Wednesday, May 25, 2016

Moscow to Launch Campaign to Get 15,000 Russian Scholars to Return Home



Paul Goble

            Staunton, May 25 – Hoping to reverse the brain drain that has cost Russia tens of thousands of scholars in a wide variety of areas, a group of scholars working for the Presidential Administration has announced plans to begin a campaign to attract back to Russia 15,000 of the best researchers and then go after luring additional foreign specialists as well.

            Artem Oganov, a specialist on computer design of new materials, tells “Moskovsky komsomolets” that the best estimates are that since the early 1990s, Russia has lost between 100,000 and 200,000 scholars and that it must reverse that flow to develop its research capacity (mk.ru/social/2016/05/23/v-rossii-zapuskayut-kampaniyu-po-vozvrashheniyu-15-000-uchenykh-izza-rubezha.html).

            One reason for optimism that such a program will work, the scholar continues, is that “over the last several years,” approximately 1300” Russian scholars have in fact come back. But the ratio of those leaving to those returning must be cut and then reversed and that is why the number 15,000 was decided upon.

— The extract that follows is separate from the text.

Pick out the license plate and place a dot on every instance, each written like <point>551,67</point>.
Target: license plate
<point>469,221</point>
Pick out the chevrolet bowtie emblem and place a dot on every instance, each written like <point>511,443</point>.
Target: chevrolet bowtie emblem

            “We don’t want all to return at once but only those with the greatest prospects and successes,” Oganov says. “Fifteen thousand such people” now working in the US or other countries and including both “venerable” scholars and those who have won fame more recently “can ensure a sharp jump forward of Russian science and technology.”

            Asked whether such scholars would want to return to anywhere but Moscow and St. Petersburg, the computer specialist said that universities and research institutes in the provinces should compete with each other to attract scholars back rather than simply assume they’ll go only to the capitals.

            Higher salaries will be the major attraction, Oganov continues, but he suggested at least some of the scholars will be attracted back because of the high cost of education for their children and of housing for themselves. What is most important, however, he says, is that Russia be viewed as a prestigious place to work, much as China became in the past.

            Asked how Moscow could be sure of getting the right people, the scholar says that “we are composing certain lists” of those Russia most needs and wants. Presumably they will be offered higher salaries and greater benefits than the others.

            What this program is most about, Oganov suggests, is to change the image of the country “from a poor undeveloped state without prospects from which everyone is leaving” into something people will want to be part of.  After Moscow attracts back the Russian scholars, he says, the next task will be to hire a large number of foreign specialists to work with them.